So I want to give the aerobic harvesting of energy from glucose in cellular resp as an example of a redox reaction. I have to show the increase/decrease in oxidation number to demonstrate the oxidation/reduction reactions, however, the number of e- doesn't cancel, i.e isn't equivalent...

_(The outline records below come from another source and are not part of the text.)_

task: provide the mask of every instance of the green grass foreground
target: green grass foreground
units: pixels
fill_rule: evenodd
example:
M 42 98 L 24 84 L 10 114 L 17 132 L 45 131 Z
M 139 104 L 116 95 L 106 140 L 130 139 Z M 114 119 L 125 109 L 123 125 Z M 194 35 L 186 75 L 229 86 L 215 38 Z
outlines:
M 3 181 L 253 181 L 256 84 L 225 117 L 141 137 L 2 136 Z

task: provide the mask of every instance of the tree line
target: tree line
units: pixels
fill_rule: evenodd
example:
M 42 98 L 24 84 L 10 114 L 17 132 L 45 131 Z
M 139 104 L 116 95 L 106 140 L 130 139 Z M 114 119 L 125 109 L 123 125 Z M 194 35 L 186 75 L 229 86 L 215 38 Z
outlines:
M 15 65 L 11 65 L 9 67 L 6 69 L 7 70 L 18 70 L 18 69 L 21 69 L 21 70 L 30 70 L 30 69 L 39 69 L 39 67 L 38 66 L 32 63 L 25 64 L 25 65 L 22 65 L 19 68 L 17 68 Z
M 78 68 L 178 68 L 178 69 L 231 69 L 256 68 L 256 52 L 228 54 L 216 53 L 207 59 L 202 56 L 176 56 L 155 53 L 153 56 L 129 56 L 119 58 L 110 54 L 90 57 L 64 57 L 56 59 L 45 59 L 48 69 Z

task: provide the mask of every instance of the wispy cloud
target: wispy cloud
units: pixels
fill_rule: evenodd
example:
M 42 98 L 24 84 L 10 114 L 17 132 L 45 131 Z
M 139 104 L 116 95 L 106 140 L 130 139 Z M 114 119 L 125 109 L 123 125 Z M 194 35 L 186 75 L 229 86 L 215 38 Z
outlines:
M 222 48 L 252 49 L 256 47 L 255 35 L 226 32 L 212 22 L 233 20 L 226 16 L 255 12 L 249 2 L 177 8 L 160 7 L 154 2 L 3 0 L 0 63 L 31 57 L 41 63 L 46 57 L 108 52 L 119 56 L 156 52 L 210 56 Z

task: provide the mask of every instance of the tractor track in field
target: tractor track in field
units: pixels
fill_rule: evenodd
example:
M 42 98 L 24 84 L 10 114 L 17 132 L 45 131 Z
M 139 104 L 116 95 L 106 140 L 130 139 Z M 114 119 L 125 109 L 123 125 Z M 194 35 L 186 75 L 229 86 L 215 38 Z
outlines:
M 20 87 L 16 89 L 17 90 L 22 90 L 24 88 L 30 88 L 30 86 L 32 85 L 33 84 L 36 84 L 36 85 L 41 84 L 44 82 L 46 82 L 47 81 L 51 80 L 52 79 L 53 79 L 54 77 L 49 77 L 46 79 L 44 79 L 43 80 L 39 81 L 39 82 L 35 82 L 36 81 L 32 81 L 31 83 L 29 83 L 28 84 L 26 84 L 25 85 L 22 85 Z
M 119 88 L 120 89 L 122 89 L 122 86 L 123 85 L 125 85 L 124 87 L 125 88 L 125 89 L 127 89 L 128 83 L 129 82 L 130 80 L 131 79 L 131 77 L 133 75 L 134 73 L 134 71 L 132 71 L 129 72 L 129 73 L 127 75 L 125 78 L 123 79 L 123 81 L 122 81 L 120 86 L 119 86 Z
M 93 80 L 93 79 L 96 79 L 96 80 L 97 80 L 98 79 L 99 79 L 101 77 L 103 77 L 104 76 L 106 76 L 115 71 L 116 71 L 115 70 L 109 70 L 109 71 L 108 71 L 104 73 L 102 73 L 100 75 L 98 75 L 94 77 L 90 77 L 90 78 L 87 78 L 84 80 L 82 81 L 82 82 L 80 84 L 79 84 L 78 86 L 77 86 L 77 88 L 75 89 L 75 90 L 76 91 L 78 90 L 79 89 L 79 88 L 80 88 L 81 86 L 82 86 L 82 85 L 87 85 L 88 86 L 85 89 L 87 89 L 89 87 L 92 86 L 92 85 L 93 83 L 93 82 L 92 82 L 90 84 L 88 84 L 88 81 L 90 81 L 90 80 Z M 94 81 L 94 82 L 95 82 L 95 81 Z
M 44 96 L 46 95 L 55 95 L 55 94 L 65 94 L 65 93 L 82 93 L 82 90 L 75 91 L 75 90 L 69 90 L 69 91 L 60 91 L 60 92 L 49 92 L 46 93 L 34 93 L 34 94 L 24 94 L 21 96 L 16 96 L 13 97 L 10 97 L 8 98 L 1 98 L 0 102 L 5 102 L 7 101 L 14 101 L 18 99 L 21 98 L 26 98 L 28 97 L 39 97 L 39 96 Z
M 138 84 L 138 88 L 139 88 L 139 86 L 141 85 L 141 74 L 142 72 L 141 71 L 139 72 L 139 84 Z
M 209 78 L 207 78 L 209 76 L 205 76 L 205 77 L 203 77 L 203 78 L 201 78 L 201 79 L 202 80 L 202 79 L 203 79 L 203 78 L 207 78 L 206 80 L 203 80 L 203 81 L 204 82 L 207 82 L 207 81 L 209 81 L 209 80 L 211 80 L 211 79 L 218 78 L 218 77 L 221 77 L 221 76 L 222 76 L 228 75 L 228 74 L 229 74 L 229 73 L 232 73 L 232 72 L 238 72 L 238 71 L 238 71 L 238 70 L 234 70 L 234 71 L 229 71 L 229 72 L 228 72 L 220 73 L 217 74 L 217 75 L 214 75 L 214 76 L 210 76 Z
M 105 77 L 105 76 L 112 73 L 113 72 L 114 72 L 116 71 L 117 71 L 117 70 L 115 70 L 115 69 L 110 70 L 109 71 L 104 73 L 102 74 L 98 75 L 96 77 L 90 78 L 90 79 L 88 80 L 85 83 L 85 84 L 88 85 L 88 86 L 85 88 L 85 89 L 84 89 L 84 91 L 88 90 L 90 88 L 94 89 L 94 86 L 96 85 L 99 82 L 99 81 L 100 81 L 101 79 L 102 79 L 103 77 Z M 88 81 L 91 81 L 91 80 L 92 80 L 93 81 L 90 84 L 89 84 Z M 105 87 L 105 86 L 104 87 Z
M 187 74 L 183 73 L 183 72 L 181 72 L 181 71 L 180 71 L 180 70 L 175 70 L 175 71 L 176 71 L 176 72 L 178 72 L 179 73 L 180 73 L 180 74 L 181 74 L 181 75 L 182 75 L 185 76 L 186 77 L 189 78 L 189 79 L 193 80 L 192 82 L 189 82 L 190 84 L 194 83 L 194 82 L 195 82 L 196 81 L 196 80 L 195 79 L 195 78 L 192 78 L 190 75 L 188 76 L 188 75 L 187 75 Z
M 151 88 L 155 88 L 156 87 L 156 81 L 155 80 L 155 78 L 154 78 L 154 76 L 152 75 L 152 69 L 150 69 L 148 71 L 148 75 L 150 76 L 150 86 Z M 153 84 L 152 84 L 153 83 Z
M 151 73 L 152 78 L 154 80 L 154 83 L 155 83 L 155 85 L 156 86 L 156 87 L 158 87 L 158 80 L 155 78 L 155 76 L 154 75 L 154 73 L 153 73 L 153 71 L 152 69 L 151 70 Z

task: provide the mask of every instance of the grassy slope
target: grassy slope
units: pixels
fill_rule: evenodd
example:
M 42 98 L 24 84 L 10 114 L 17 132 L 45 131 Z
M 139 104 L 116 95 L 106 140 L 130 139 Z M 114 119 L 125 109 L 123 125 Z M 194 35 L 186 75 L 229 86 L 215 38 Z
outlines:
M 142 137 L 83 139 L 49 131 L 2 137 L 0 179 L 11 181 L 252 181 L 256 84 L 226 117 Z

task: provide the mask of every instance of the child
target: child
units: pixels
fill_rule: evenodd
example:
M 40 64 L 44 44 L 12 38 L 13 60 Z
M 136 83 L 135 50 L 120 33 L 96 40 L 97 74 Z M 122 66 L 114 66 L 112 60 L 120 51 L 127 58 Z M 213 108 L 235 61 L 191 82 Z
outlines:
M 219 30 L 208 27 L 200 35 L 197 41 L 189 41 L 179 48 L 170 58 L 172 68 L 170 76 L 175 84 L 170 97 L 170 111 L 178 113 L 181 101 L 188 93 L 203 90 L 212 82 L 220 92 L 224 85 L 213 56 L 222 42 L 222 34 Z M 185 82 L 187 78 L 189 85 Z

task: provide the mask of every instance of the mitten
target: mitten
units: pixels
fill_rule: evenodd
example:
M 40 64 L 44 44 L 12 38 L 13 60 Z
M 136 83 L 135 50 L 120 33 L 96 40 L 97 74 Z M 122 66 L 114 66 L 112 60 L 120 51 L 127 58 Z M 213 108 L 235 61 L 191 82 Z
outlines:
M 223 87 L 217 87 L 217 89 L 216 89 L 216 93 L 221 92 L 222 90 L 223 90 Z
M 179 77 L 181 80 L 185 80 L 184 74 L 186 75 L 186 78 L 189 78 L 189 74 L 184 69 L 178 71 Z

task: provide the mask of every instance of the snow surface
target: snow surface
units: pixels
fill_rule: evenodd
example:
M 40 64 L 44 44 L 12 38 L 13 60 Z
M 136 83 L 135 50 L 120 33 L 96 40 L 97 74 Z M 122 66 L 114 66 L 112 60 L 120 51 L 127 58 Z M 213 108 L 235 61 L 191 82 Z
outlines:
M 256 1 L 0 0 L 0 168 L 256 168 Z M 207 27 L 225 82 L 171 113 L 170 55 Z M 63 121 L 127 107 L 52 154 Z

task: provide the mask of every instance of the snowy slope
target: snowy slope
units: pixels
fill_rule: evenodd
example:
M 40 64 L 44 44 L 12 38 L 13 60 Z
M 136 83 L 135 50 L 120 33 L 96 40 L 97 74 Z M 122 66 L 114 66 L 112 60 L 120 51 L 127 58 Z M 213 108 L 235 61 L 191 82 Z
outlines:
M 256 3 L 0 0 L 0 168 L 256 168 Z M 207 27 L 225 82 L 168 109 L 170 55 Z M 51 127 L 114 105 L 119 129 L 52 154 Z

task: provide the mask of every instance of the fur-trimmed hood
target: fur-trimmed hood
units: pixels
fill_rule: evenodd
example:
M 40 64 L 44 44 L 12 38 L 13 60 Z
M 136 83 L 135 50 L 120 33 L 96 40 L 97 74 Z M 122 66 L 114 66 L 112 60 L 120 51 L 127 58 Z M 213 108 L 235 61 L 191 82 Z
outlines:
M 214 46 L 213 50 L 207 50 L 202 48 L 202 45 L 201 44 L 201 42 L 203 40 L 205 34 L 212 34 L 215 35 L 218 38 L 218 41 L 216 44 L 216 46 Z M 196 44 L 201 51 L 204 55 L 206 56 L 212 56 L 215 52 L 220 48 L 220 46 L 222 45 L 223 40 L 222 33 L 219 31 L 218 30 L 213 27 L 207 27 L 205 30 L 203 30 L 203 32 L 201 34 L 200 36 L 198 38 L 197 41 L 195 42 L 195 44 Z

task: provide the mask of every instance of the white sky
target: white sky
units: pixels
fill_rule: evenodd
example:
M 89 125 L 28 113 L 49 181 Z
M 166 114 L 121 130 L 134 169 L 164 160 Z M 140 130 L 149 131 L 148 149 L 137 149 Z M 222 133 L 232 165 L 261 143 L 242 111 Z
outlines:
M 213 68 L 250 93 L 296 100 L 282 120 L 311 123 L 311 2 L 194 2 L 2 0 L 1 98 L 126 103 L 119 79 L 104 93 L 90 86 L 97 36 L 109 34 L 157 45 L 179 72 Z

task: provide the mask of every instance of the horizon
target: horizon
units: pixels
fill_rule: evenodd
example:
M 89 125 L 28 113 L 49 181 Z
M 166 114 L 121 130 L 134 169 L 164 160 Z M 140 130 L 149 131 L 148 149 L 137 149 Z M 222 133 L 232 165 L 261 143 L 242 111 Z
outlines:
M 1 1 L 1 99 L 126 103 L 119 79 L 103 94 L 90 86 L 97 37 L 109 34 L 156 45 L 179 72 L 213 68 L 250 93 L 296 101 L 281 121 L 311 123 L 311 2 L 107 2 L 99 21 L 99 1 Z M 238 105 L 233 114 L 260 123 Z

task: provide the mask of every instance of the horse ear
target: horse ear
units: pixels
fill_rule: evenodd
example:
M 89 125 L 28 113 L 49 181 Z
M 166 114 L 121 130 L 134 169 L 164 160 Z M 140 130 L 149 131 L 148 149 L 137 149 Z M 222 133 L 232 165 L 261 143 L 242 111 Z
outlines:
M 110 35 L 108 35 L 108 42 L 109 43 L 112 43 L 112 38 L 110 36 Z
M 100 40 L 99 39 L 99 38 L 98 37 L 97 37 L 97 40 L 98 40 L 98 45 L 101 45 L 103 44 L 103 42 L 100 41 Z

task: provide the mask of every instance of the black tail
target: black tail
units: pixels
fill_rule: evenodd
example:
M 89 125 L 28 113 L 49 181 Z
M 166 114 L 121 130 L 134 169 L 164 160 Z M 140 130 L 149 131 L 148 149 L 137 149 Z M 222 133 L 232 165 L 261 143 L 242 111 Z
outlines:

C6H12O6 + 6O2 --> 6CO2 + 6H2O + (energy – ATP + heat)
Oxidation half-reaction
C6H12O6 --> CO2
a + b + c = 0 a + b = 0
a + (+12) + (-12) = 0 a + (-4) = 0
a = 0 a = +4
ON of C = 0 ON of C = +4
increase of 4
Reduction half-reaction
O2 --> H2O
ON of O = 0 ON of O = -2
decrease of two
Shouldn't the number of 'freed' electrons be equivalent???
thanks!
2007-03-01 23:05:14 · 1 answers · asked by Anonymous in Science & Mathematics ➔ Chemistry
Well done.
You have calculated the oxidation numbers correctly.
and you are right that the total number of electrons lost by oxidation should be equal to the number of electrons gained during the reduction. BUT be careful: the total number of electrons must be balanced and not the changes in the oxidation numbers of the reactants.
Here for C you go from 0 to +4 so you have a change of 4 per atom of C. But you have 6 C atoms participating in the reaction thus in total 4*6=24 e lost (oxidation)
For O you go from 0 to -2 so you have a change of 2. But you have 6*2=12 O being reduced in the reaction thus you have 12*2=24 e gained (note that O in C6H12O6 is already at -2 so its oxidation number is not changed).
So you see that atlhough the changes in oxidation number are not the same (4 vs 2) the total number of e is balanced (24e) because of the different stoichiometry of the reactants.
2007-03-02 02:39:44 · answer #1 · answered by bellerophon 6 · 0⤊ 0⤋